A servant knocked then and brought in a tray with a pitcher and glasses and a plate of pastries. Kieri poured and handed a glass to Paks, then took one himself and a pastry.

“So is that why you come?”

“Not only that.” She looked at him. “I am in search of a Kuakgan; the Marshal-General was attacked by iynisin and suffers wounds that do not heal properly. Marshals and paladins have tried, but it is with her as it was with me. We know of no healing but through a Kuakgan, but there are none in Fintha. Most in Tsaia are bound to their Grove and do not travel far or long. Master Oakhallow will have her, if she will come there, but says he cannot go so far. He has asked some who wander to come to me here—it was the closest way.”

“So it is not our need for a paladin? Glad as I am to see you again, Paks, it’s a relief to know it’s not our problem.”

“No … but you seem especially happy. Is it the children? How old are they?”

“Twins,” Kieri said. “Born today. You will have to see them, but not this moment. I hope Arian’s gone to sleep.” He took another swallow of sib. “Tell me, what does Gird think of the Marshal-General’s injuries?”

“I cannot tell.” Her nose wrinkled. “It’s complicated. When I was a recruit, I had to learn to obey orders I did not understand, but Stammel taught us ways to understand them—the why of things we had to do. Now—I am sometimes given orders, very clear, and sometimes know why and sometimes do not. I know Gird wants me to find a Kuakgan, but it’s not in words. Just … feeling. And at times, I have nothing to do but … be.”

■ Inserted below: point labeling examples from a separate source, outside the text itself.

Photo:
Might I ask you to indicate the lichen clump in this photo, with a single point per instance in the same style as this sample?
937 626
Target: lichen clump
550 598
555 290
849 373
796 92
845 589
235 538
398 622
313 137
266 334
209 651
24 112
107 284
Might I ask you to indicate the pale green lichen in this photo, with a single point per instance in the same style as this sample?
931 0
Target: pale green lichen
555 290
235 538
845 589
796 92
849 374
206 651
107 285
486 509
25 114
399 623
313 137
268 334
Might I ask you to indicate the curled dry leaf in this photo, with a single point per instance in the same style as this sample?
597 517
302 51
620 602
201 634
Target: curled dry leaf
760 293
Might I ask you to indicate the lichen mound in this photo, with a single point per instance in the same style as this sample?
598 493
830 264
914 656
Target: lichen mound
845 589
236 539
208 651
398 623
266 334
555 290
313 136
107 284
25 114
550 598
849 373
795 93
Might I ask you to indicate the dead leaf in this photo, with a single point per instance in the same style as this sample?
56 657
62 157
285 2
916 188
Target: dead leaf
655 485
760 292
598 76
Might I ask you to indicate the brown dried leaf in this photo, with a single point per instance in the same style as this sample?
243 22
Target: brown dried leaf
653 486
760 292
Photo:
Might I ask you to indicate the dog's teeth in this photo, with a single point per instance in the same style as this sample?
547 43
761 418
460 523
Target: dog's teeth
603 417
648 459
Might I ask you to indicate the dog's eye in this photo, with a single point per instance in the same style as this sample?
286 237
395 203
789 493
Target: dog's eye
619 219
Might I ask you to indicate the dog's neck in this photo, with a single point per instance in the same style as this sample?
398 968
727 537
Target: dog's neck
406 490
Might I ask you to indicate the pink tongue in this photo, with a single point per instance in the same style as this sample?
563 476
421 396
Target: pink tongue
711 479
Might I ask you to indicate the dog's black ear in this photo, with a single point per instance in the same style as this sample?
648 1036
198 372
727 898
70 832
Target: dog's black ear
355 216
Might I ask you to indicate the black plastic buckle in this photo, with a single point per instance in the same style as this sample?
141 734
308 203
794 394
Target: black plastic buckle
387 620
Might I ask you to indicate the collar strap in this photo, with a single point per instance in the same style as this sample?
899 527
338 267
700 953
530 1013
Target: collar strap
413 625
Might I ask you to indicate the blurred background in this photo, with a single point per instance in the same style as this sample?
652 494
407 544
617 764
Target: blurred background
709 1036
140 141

“Hmm. As a king, I am supposed to know why I give the orders I do … I certainly did know, when I was a mercenary captain.”

Paks looked at him, a penetrating look from those gray eyes; he wondered how far in she could see.

“You have changed,” she said. “The seeming younger—that’s the elven blood, of course—but now there’s … it’s almost like … the Lady.”

“You do know she died—”

“I heard,” Paks said. “And how. But—are you then her heir? Is that what I sense?”

“That is a very long story, but in short—yes, in a way that confounds both elves and humans. Not so much of the ability to form an elvenhome as my grandmother—the Lady—had. More than any human should have as far as elves are concerned, but since the choice was the complete loss of it or my lesser version, there are still elves in Lyonya.”